Les barrières légales sont aujourd’hui tombées, les restrictions au droit de propriété des femmes disparaissent et les femmes sont légalement en droit d’accéder au marché du travail sans l’autorisation d’un référent masculin – ce qui n’était pas le cas dans nombre de pays africains auparavant. Mais ce sont dorénavant les traditions et les normes sociales qui constituent les obstacles les plus puissants à l’émancipation économique de la femme africaine.

Management au féminin

Selon les derniers chiffres des Nations unies (ONU), le taux d’activité économique des femmes d’Afrique, autour de 61,9%, est supérieur à celui de la plupart des autres zones économiques du monde. Cependant, le pourcentage de femmes salariées dans le secteur non agricole est l’un des plus faibles (8,5%). Quelle conclusion tirer de ces chiffres ? Ils sont pour le moins éloquents sur la place de la femme dans l’économie du continent, où elle continue d’être perçue comme une salariée de second rang, trop souvent limitée à des tâches inférieures et peu qualifiées. Les femmes ont ainsi plus de risques que les hommes d’occuper un emploi vulnérable et de sombrer dans une grande précarité en cas de difficultés économiques. Plus d’emplois – et de meilleure qualité – pour les femmes, voilà l’objectif que je me suis donné.

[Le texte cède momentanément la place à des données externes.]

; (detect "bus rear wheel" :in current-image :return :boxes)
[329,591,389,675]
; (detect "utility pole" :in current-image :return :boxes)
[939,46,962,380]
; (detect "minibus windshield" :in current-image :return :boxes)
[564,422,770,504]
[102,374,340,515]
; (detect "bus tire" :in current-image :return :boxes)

La société africaine est en mouvement de ce point de vue. En Afrique, les femmes sont de plus en plus nombreuses à diriger une entreprise. Plutôt que d’attendre de décrocher un poste, la femme africaine s’est créé son propre emploi : 42 % des microentreprises sont ainsi dirigées par des femmes. La plus grande difficulté consiste ensuite à faire fleurir l’activité et à étendre la taille de l’entreprise : seules 13,6 % des petites et moyennes entreprises (PME) ont une femme à leur tête. Ainsi, plus la taille de l’entreprise est importante, moins les femmes sont nombreuses à assurer les postes de direction.

Les chiffres montrent cependant une tendance très encourageante. Les discriminations face à l’accès à l’emploi et à des postes à responsabilité commencent à s’effacer au profit d’une plus grande inclusion des femmes et une meilleure reconnaissance de leurs capacités professionnelles. Mieux encore, le management au féminin commence à être loué pour ses vertus. Rompant avec l’archétype d’une gestion exclusivement masculine – « parler fort, couper la parole et s’imposer », pour schématiser –, un modèle féminin pourrait modifier en profondeur les relations sur le lieu de travail, et en dehors.